EXTERIOR – There's no question that the X5 is a familiar sight on the roads. There are elements of older generation 5 Series models wherever you look, although overall the big SUV very much possesses its own personality. If you’re worried about the car’s size, dark colours are more flattering than lighter ones if you want to disguise its bulk.
INTERIOR – While the current generation car predictably mirrors that of the rest of BMW's range, this car’s cabin is very much like an older generation 5 Series. As such, the interior look and feel is sensible and could be described as restrained. Space is good up front but could be a little better in the back. At the rear, the split tailgate opens to reveal a commodious load space.
DRIVING – The X5 is not your average SUV and rides and handles more like a mildly sporting estate car. It’s not something you would use for any serious off-roading either, as the X5’s big wheels, modest ground clearance, road-biased handling and basic four-wheel drive system are better suited to leaf-strewn winter roads than a muddy hillside. It’s true that the facelift cars received a powertrain upgrade, but overall the X5 is more suited to towing than climbing mountains.
OWNERSHIP – Buying an X5 is very much a conscious decision. Large family estates might be more enjoyable to drive, but big SUVs offer better visibility and road presence. And, don’t forget, four-wheel drive is a rare feature on estate cars. Opt for the diesel if you want to keep fuel and running costs to sensible levels, and always buy the best equipped example you can afford – X5s weren't terribly well equipped from new but many owners chose to raid the options list.
WHAT TO LOOK FOR – Anything that shows the battle scars of urban life – parking dents, kerbed alloys – should be given a wide berth. A comprehensive history is a must for a car this complex and with it being popular with thieves a thorough history check is also essential. If a tow bar is fitted always ask what it was used for – you don’t want to find out later if the previous owner overstretched the car. An unmarked interior is a good sign of a pampered existence, as is the lack of dog hairs in the boot.
2000: BMW launches its first attempt at a premium SUV. Biased heavily towards on-road use, the car offered executive saloon levels of refinement but was also capable of tackling the odd muddy track. Initially available with 3.0 and 4.4-litre petrol engines. 2001 saw 3.0-litre diesel engines introduced.

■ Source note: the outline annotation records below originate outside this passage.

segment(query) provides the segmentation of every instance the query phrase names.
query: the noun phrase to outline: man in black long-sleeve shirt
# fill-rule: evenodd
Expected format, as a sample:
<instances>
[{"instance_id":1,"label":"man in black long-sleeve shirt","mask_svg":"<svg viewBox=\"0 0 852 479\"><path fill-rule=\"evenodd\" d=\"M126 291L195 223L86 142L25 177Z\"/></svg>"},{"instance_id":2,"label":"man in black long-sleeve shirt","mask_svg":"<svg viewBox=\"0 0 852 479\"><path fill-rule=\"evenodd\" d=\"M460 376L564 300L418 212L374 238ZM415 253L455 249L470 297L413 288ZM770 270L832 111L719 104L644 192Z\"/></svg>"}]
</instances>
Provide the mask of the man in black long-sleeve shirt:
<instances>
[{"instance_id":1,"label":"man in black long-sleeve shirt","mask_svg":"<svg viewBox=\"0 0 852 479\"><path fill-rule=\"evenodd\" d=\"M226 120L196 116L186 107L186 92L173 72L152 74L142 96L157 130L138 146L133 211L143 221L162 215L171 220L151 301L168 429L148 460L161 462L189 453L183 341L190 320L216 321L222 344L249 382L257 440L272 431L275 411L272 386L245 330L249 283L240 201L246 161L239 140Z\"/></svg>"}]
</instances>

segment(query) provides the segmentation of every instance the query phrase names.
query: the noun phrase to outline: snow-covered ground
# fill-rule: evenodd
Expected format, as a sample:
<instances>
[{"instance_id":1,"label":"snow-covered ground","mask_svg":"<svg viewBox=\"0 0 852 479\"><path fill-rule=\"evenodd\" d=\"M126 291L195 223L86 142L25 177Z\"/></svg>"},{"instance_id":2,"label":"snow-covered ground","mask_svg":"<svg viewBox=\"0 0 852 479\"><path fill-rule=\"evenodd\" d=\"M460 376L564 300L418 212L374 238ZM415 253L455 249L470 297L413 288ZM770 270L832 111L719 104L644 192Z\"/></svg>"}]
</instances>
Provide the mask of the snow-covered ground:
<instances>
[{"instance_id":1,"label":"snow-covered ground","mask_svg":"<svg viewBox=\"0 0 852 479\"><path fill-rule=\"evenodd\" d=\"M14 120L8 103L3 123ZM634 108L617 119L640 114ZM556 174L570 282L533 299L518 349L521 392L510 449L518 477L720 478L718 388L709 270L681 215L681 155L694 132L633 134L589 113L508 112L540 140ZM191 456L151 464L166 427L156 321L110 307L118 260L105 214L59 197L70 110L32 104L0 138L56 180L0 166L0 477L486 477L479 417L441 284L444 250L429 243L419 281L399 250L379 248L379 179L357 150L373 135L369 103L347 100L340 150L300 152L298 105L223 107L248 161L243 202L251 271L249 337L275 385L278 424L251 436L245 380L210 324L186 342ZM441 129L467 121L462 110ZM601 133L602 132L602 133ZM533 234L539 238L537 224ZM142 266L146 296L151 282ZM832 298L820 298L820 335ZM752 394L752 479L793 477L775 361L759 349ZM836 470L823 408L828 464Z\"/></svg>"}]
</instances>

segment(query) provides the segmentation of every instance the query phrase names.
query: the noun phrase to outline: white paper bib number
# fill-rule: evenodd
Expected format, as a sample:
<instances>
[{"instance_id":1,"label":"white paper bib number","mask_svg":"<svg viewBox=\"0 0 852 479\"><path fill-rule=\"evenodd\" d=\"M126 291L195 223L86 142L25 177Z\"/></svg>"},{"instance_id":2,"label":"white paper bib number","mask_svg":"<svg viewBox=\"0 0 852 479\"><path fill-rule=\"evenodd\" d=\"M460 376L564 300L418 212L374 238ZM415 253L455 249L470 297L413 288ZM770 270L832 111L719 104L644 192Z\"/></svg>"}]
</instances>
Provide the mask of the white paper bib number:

Mid-life revision, including more power for diesel engines, cosmetic tweaks and new 4x4 system, occurred in 2004.
REASONS TO BUY – Premium image, affordability, diesel performance, versatile cabin, car-like driving experience
REASONS TO BEWARE – Tired and neglected examples, patchy history, less desirable manual gearbox, modest standard spec
PICK OF THE RANGE – X5 3.0d SE auto.
WHAT TO PAY
2005 05 9,880
2005 55 10,270
2006 06 11,215
2006 56 11,640
2007 07 12,875
Figures relate to showroom prices for cars in A1 condition.